Bias Against Female Instructors
There’s mounting evidence suggesting that student evaluations of teaching are unreliable. But are these evaluations, commonly referred to as SET, so bad that they’re actually better at gauging students’ gender bias and grade expectations than they are at measuring teaching effectiveness? A new paper argues that’s the case, and that evaluations are biased against female instructors in particular in so many ways that adjusting them for that bias is impossible.
Moreover, the paper says, gender biases about instructors — which vary by discipline, student gender and other factors — affect how students rate even supposedly objective practices, such as how quickly assignments are graded. And these biases can be large enough to cause more effective instructors to get lower teaching ratings than instructors who prove less effective by other measures, according to the study based on analyses of data sets from one French and one U.S. institution.
“In two very different universities and in a broad range of course topics, SET measure students’ gender biases better than they measure the instructor’s teaching effectiveness,” the paper says. “Overall, SET disadvantage female instructors. There is no evidence that this is the exception rather than the rule.”

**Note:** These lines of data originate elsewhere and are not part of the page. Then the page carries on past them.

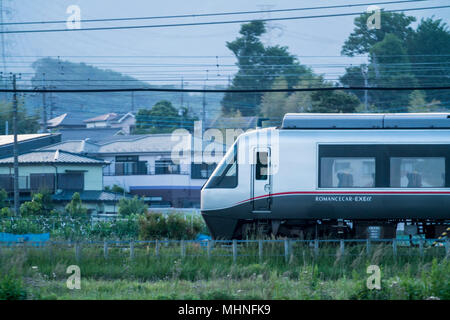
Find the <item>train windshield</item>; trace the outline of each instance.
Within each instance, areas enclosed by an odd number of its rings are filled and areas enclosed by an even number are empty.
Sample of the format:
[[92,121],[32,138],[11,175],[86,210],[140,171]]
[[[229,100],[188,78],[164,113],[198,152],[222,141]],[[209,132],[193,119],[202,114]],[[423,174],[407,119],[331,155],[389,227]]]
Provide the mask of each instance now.
[[214,170],[205,188],[235,188],[238,182],[237,144],[225,154],[224,159]]

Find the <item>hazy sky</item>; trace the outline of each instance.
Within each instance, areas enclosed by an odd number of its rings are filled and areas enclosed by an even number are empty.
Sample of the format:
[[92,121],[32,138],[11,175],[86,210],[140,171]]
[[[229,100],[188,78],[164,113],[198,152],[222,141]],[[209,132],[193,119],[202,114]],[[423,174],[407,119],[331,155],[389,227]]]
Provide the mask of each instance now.
[[[78,5],[81,8],[82,19],[118,18],[160,16],[175,14],[200,14],[214,12],[246,11],[261,9],[285,9],[324,5],[338,5],[350,3],[367,3],[364,0],[336,0],[336,1],[295,1],[295,0],[3,0],[12,9],[6,16],[8,21],[44,21],[66,20],[66,9],[69,5]],[[384,0],[386,1],[386,0]],[[372,1],[374,2],[374,1]],[[381,6],[388,9],[413,8],[447,5],[449,0],[431,0],[417,3]],[[364,12],[366,7],[312,10],[292,13],[272,13],[271,17],[307,16],[315,14],[334,14],[346,12]],[[450,9],[435,9],[407,12],[418,20],[422,17],[435,16],[447,23],[450,18]],[[192,17],[188,19],[112,22],[98,24],[82,24],[82,27],[110,26],[110,25],[142,25],[160,23],[202,22],[214,20],[236,20],[244,18],[268,17],[268,14],[256,14],[231,17]],[[317,64],[358,63],[363,58],[350,60],[348,58],[330,58],[323,56],[339,56],[343,42],[353,30],[354,17],[335,17],[307,20],[277,21],[270,24],[273,31],[266,37],[266,43],[280,44],[289,47],[292,54],[298,55],[300,62],[315,66],[319,73],[327,73],[329,77],[342,72],[342,68],[320,68]],[[9,30],[15,28],[51,28],[65,27],[62,25],[33,25],[8,26]],[[230,65],[235,60],[230,57],[231,52],[225,47],[226,41],[236,38],[239,24],[192,26],[181,28],[162,29],[134,29],[112,31],[81,31],[58,33],[33,33],[6,35],[9,42],[7,53],[7,67],[9,71],[20,71],[37,56],[61,56],[62,59],[84,61],[96,64],[102,68],[110,68],[120,72],[139,77],[143,80],[158,79],[160,82],[170,83],[182,76],[188,80],[203,79],[208,74],[210,83],[215,78],[224,81],[224,75],[232,74],[234,68]],[[138,56],[211,56],[209,58],[158,58]],[[14,57],[13,57],[14,56]],[[28,57],[23,57],[28,56]],[[71,56],[71,57],[70,57]],[[75,57],[74,57],[75,56]],[[83,56],[83,57],[80,57]],[[87,57],[89,56],[89,57]],[[97,57],[95,57],[97,56]],[[98,56],[129,56],[128,58],[105,58]],[[218,59],[215,56],[219,56]],[[225,56],[225,57],[224,57]],[[322,56],[322,57],[304,57]],[[219,68],[216,64],[219,64]],[[146,66],[132,64],[146,64]],[[151,64],[192,64],[189,66],[167,66],[161,72],[161,67]],[[14,70],[12,68],[15,68]],[[159,68],[159,69],[158,69]],[[183,69],[184,68],[184,69]],[[208,71],[207,71],[208,70]],[[158,71],[160,71],[158,73]],[[170,71],[170,72],[169,72]],[[220,76],[218,76],[220,74]],[[159,78],[158,78],[159,77]],[[167,81],[165,81],[167,80]],[[222,81],[222,82],[223,82]],[[150,81],[151,82],[151,81]],[[195,82],[193,82],[195,83]],[[198,84],[199,82],[197,81]]]

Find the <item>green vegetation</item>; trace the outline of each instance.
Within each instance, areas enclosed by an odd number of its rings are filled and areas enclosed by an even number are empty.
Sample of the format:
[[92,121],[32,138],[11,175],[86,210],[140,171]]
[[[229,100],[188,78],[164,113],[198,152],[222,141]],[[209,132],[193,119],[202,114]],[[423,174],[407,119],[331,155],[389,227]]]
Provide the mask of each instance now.
[[145,214],[148,207],[142,199],[138,196],[134,196],[133,199],[120,199],[119,201],[119,214],[121,216],[129,216],[132,214]]
[[[352,66],[340,78],[343,85],[444,86],[449,83],[446,66],[450,57],[450,30],[441,19],[422,19],[414,30],[416,18],[404,13],[381,11],[381,28],[369,30],[364,13],[355,18],[355,28],[342,47],[342,54],[369,55],[369,64]],[[425,68],[427,65],[429,68]],[[353,92],[364,101],[364,91]],[[445,92],[368,92],[369,111],[417,112],[446,105]],[[439,110],[439,109],[438,109]]]
[[[1,99],[1,97],[0,97]],[[27,112],[23,100],[19,100],[17,106],[17,128],[18,134],[36,133],[39,130],[39,113]],[[5,134],[6,122],[8,122],[8,134],[12,134],[13,128],[13,106],[0,100],[0,133]]]
[[151,109],[140,109],[136,114],[136,134],[170,133],[175,129],[193,130],[195,117],[186,108],[178,111],[170,101],[162,100]]
[[199,233],[208,233],[208,230],[199,216],[149,213],[95,222],[79,215],[4,217],[0,219],[0,232],[50,233],[53,240],[150,240],[195,239]]
[[83,203],[81,202],[81,197],[78,192],[73,194],[72,200],[66,205],[65,210],[71,217],[87,216],[87,209],[83,207]]
[[189,220],[177,214],[143,215],[139,220],[139,237],[142,240],[195,239],[200,232],[208,233],[202,218],[192,216]]
[[[285,261],[282,244],[274,243],[265,245],[259,261],[255,246],[239,245],[233,263],[230,248],[217,243],[210,258],[198,244],[187,245],[184,258],[170,244],[161,244],[159,257],[154,244],[136,245],[133,258],[126,246],[111,246],[105,258],[102,244],[84,247],[78,259],[73,247],[3,248],[0,273],[16,270],[21,282],[8,278],[0,287],[25,288],[31,299],[450,299],[443,248],[426,248],[423,256],[417,248],[398,249],[394,258],[385,245],[370,255],[355,245],[342,256],[324,245],[315,257],[296,245]],[[80,266],[81,290],[65,286],[72,264]],[[381,268],[381,290],[366,287],[367,267],[374,264]]]

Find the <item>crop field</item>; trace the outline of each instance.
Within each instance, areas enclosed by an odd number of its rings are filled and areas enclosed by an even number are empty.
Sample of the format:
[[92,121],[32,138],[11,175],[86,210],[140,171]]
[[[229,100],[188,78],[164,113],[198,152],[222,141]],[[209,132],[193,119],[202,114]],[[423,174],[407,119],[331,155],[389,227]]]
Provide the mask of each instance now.
[[[450,261],[442,246],[260,243],[2,246],[0,299],[450,299]],[[71,265],[79,267],[80,289],[67,286]],[[381,270],[380,289],[367,286],[370,265]]]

Accordingly, the “onus should be on universities that rely on SET for employment decisions to provide convincing affirmative evidence that such reliance does not have disparate impact on women, underrepresented minorities, or other protected groups,” the paper says. Absent such specific evidence, “SET should not be used for personnel decisions.”
“Student Evaluations of Teaching (Mostly) Do Not Measure Teaching Effectiveness,” was published last week inScienceOpen Research. Philip B. Stark, associate dean of the Division of Mathematical and Physical Sciences and a professor of statistics at the University of California at Berkeley and co-author of a widely read 2014 paperquestioning the reliability of evaluations, co-wrote the paper with Anne Boring, a postdoctoral researcher in economics at the Paris Institute of Political Studies, and Kellie Ottoboni, a Ph.D. candidate in statistics at Berkeley.